By: Marilyn Assenheim
Although some of the Imperial President’s most ardent supporters in the press are beginning to doubt the opulence of his wardrobe, they are not yet ready to admit that he is wearing no clothes at all. Politco floated a crack in the façade. Their article, titled “Barack Obama Laughs at but not with” commented: “President Barack Obama is very smart (as he could tell you). He is also very funny (and the first to laugh at his own jokes). He is a master of comic timing…
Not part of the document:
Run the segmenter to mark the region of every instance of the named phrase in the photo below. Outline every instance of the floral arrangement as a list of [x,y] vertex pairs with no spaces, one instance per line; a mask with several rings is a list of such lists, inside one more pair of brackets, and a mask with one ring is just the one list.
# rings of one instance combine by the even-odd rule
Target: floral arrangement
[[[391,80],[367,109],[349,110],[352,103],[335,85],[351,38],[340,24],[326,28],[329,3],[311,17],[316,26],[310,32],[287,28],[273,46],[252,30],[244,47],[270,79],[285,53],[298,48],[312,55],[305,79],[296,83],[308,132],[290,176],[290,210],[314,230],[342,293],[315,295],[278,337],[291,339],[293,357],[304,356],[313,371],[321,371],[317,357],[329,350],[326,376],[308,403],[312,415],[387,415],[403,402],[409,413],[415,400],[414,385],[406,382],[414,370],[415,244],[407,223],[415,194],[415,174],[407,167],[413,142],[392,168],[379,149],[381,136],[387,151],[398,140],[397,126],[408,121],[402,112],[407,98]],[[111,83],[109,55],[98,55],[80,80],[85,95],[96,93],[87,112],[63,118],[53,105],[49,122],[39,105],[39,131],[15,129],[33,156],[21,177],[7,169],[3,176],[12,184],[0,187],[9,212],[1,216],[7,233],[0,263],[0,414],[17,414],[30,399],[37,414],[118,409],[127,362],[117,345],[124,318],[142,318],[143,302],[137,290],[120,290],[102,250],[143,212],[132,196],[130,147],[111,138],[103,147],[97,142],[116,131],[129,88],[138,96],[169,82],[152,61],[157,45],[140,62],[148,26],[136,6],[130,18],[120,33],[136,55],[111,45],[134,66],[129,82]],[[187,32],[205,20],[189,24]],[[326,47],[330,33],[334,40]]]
As long as the subject is someone else.”
CNN covered the event that inspired this observation, Saturday’s annual White House Correspondent’s Dinner. The Lyin’ King took pot-shots at everything and everyone imaginable…except himself. Though CNN was less critical of The Lyin’ King than was Politico, they admitted: “Remarks that would have otherwise put him in hot water drew applause at the annual White House Correspondents’ Association dinner…” Unlike CNN, Politico shared the somewhat puzzled opinions of The Lyin’ King’s own comedy writers…well, you didn’t really expect that the master of “comic timing” wrote his own material, did you?
Politico quoted Mark Katz, a veteran, senior Democrat humor writer: “Here’s my take on President Obama…To me, he looks like a guy having a great time reading the really funny jokes his staff put together, but I just don’t hear his voice. I just don’t.” Politico also quoted Jon Favreau, former POTUS head speechwriter and current business partner of the benighted Tommy Vietor (of “Dude, this was like two years ago” infamy). Favreau began by: “insisting that this president ‘very much understands that you don’t get very far purely by destroying the other side.’ Yet when asked for examples of Obama’s best self-deprecating lines, Favreau struggled for an answer, eventually citing jokes about big ears….” The example dates from the early years of his first term.
POTUS is never satisfied with one scathing remark at someone else’s expense. He might be credited with an “unerring ear” but any pretense at good sense seems to remain elusive. The Lyin’ King reserves his vitriol, disguised as humor, for others. And he always goes too far. Much like his preening appearance on late night television. Carried away with his own sense of star power he compared his bowling skills to what might be displayed at a Special Olympics. The same ham-fisted arrogance was also on display at the 2011 Correspondent’s Dinner. The Lyin’ King ridiculed his nemesis, Donald Trump, for questioning the validity of his birth certificate. He opined that the Donald was also skeptical of the moon landing. This sally found an appreciative audience. But he went on to taunt Celebrity Apprentice and Trump’s “credentials and breadth of experience.” This comedic bridge-too-far was less successful. It somehow escaped POTUS’s notice that ridiculing someone else’s “breadth of experience” might be considered ironic.
Politico shared liberal mystification with the president’s meanness of spirit and lack of judgment by quoting Landon Parvin. Parvin had written jokes for both Republican and Democrat presidents, dating back to Ronald Reagan: “I’m no big fan of Donald Trump… but I don’t think a president, just because of his power, should go after people that way. I don’t know why he sometimes is a little harsher than he needs to be.” He doesn’t know? Coverage of the Lyin’ King’s wit remained, for the most part, reverential. Topics covered included:
- Putin’s shirtless photographs
- Failure of the Obamacare website
- Ted Cruz
- Chris Christie
- Sean Hannity
- The Malaysian airline crash
- Unfavorable press
- Jon Boehner
- FOX News
- The Koch brothers
The usual suspects. Notably absent was any criticism of himself. Unlike former Presidents Bush and Reagan but very like Bill Clinton. Politico reports: “Obama is far from the first president not to relish poking fun at himself. Bill Clinton was famously thin-skinned, and wanted to use jokes to attack his enemies. ‘President Clinton actually hated about half the jokes we wrote for him,’ (Mark)Katz recalled. ‘He couldn’t imagine why I would hand him jokes about himself…He couldn’t understand why the jokes weren’t about other people. He wanted to settle scores, he wanted other people to rue the day they ever crossed him because they heard this joke.’” Sound familiar?
It is evident that despite a bit of squeamishness liberals are content to remain in the dark about The Lyin’ King. They continue to relish every dart slung at their enemies. Liberals continue to be baffled because, despite all evidence, they refuse to see what’s directly in front of them; egocentricity so ridiculously engorged it puts that of Benito Mussolini to shame.
We must make certain liberals can’t escape the fact that the real joke is The Lyin’ King.